Since the introduction of the HITECH Act, there has been a fast-paced shift to incorporate technology into healthcare. With a focus on improving patient outcomes and establishing true interoperability as the Act originally intended, we have fallen quite short of that mark. However, better utilization of data from our systems can help with business decisions, patient care, and yes, even interoperability.
In a recent review from NTT Data Services, they noted how healthcare data is growing exponentially. According to Forbes, the “yield is something on the order of 750 quadrillion bytes every day – or some 30% of the world’s data production.” Think about that. Nearly 1/3 of the world’s DAILY data production comes from the Healthcare industry.

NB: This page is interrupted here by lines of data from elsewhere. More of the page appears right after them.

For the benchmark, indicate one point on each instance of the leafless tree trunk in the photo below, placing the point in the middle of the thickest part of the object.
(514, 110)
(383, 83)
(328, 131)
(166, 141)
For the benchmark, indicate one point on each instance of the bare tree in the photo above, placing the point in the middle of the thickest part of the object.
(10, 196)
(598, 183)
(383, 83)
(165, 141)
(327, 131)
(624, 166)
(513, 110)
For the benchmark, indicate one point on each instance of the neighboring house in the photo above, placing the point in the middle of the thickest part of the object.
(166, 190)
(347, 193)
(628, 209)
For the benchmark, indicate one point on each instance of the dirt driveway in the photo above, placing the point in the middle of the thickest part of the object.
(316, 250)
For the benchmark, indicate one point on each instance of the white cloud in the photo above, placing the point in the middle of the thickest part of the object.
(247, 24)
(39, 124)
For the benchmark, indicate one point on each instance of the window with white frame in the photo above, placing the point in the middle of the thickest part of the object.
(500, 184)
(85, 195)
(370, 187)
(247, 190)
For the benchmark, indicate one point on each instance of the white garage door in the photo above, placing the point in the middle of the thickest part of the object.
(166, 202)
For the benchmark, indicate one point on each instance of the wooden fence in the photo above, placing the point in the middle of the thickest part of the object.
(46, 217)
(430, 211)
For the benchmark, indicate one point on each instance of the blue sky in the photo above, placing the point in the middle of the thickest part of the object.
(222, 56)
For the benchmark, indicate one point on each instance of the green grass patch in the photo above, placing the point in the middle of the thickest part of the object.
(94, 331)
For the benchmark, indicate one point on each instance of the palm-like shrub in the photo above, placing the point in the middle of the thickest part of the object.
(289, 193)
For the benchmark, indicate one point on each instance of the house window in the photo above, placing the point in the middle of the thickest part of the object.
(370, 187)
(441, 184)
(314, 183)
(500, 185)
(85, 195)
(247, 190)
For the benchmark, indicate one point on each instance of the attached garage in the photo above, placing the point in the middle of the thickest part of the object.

With that volume of data, challenges arise. From interoperability, data quality issues and security, many issues can make even the thought of trying to manage data too overwhelming to pursue. The best recommendation is to find flexible AND scalable data solutions. What is the importance of scalability? If you have a single practice with no intention of adding locations, then probably not very important. However, if your practice has any intention of growth, be it mergers, multiple locations, etc. scalability is critical. It does you no good to invest in a data solution that can’t integrate data at an Enterprise level.
Today’s healthcare data is necessary and should be viewed as an asset, rather than a hindrance. You’ve been collecting healthcare and insurance payment data for years – now is the time to put it to use.
Beyond the value of the revenue cycle data you can extract from your EMR’s, the clinical data is likewise as valuable. It can move us from a “treat the issue” mentality to a “prevent the issue” mentality. How can this happen? Let’s look at an example from the report:
Joe has asthma and had 3 visits to the ER in 2017. Joe is prescribed both rescue and maintenance inhalers, however, he still has multiple visits to the ER in 2018. Through data points like prescription fills, claims data (including diagnosis codes) and geographical or regional information, you are able to discover that Joe’s asthma is triggered by dust storms. His inhaler prescriptions have lapsed, and he does not readily have transportation to get to the doctor. Also, a dust storm is predicted just a few days away.
With these types of data points, an alert could be triggered to call in some new inhalers for Joe and to warn him about the pending dust storm to take whatever respiratory precautions he can.
Make your goal this year to start looking into ways to make this data work for you, rather than you continuing to work for it.